Steven Schveighoffer schveiguy at yahoo.com
Wed Feb 23 07:13:57 PST 2011


On Tue, 22 Feb 2011 18:19:15 -0500, bearophile <bearophileHUGS at lycos.com>  
wrote:

> Steven Schveighoffer:
>
>> I would think malloc and friends should be pure, as well as free.  They
>> can easily simply be marked pure, since they are C bindings.
>
> D even accepts strongly pure functions like:
>
> pure size_t foo() {
>     auto a = new ubyte[1];
>     return cast(size_t)a.ptr;
> }

cast voids all warranties ;)

> For practical purposes D allows pure functions to return dynamic arrays,  
> objects and structs allocated inside them. This is a significant hole in  
> the D idea of purity. I think marking malloc as pure makes the situation  
> worse :-)

Memory allocation has to be allowed inside pure functions.  Otherwise,  
pure functions are too strict and limited.

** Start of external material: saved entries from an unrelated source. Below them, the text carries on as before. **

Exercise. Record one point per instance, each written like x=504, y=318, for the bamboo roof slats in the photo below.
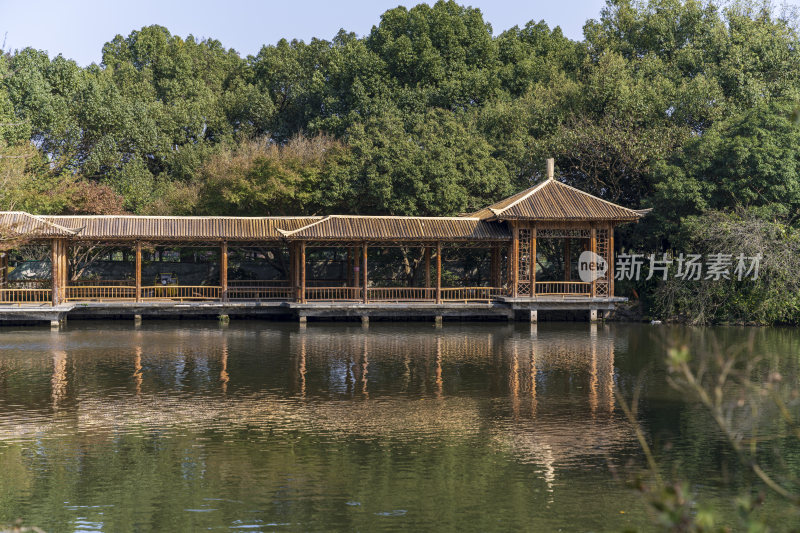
x=550, y=202
x=121, y=227
x=387, y=228
x=553, y=200
x=21, y=223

Allowing malloc is somewhat exceptional because you then must allow free.   
But I see no reason (yet) to disallow free.  If free cannot be pure, then  
malloc cannot be pure.

Note, the 'hole' you refer to is not a bad thing.  A weakly pure function  
allows one to modularize pure functions, whereas prior to this, things  
like sort could not be pure functions, and therefore could not be used  
inside pure functions.  I think the hole allows pure functions to be  
actually usable and easy whereas before they were much too obscure to be  
useful in much code.

> The idea under those ideas is that objects and arrays are usually  
> interesting for the data/semantics they contain, and not for the value  
> of their pointer. If you ignore the value of their pointer, then the  
> hole vanishes. You can't full close this hole, but those ideas help  
> avoid the more blatantly impure semantics inside/from pure functions.

All that is required is to disallow casting.  But casting can allow more  
flexibility, and might actually be necessary in some cases (sometimes, in  
low level languages, the developer knows better than the compiler what  
should be allowed).  A @safe pure function should be what you desire.

> I'd like to patch that hole, but it can't be fully patched. So maybe all  
> this is useless, or worse it makes the language more rigid and not more  
> safe, so it's probably better to not adopt those ideas.

Those rules do not enhance the experience.  The only one which makes sense  
is to disallow casting, but we already have a construct for that: @safe.